Nel finale le file dei partecipanti si sgranano e mi ritroverò a correre quasi solo nel bosco. Seguire la giusta via è comunque facile: la luce del mio faretto si riflette su strisce catarifrangenti sistemate in punti strategici. Qualora non bastasse, l'occasionale balugìnio della torcia di chi mi precede mi aiuta a capire la direzione. Inoltre sono presenti dei volontari nei punti con svolte importanti. Il ristoro del decimo chilometro è una sorta di isola di luce nell'oscurità sconfitta da potenti fari azionati da un generatore.
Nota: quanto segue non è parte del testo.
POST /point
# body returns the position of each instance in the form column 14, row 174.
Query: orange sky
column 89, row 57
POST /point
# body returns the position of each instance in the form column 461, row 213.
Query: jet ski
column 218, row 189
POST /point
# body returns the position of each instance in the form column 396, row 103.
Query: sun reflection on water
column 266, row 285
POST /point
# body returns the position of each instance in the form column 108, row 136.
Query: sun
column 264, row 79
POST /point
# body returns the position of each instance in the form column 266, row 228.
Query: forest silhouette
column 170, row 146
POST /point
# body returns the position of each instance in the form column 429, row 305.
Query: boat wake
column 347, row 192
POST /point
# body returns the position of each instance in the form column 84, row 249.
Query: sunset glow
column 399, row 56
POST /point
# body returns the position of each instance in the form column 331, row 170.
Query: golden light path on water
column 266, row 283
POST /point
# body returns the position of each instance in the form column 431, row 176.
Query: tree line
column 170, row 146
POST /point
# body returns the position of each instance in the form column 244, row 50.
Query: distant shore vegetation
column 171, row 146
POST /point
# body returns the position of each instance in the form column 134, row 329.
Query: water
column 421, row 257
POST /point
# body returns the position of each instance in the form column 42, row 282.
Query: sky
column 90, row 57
Mi accoglie un volontario che velocemente mi illustra tutto ciò di cui posso cibarmi, come un premuroso anfitrione al cui uscio si presenti un viandante affamato e frettoloso. Bevo giusto un sorso di the caldo, e mi rifornisco di alcuni pezzi di cioccolata. Ringrazio e riparto. Non avverto la presenza di immediati inseguitori, ma voltatomi appena scorgo un serpente di luci che mi tallona. a poca distanza.
Seguo un ritmo regolare, nè troppo forte nè troppo lento.
Con il trascorrere dei chilometri le voci alle mie spalle si fanno sempre più fioche.
Negli ultimi due chilometri la temperatura si abbassa tanto che ho quasi l'impressione di star partecipando ad un'altra gara. Emano sbuffi vaporosi di fiato ed avverto un po' di freddo a mani e piedi. Nel frattempo incontro lungo la strada gruppetti di nordic walkers, che si fanno da parte appena avvertono il mio arrivo. Già noto in lontananza il campanile del paese quando un volontario mi indica una brusca svolta a destra, avvertendomi di stare attento, perché il fondo è ghiacciato. In effetti mi trovo a scendere rapido lungo un sentiero di ciottoli completamente imbiancato dal gelo. Le Speedcross della Salomon, che hanno dimostrato un buon grip nel fango, non deludono neppure ora; raggiungo il fondo della discesa senza neppure il minimo accenno di slittata. Mi aspetta in seguito un'ultima corta asperità di circa ottocento metri su asfalto che affronto a passo di formica, senza però smettere di correre.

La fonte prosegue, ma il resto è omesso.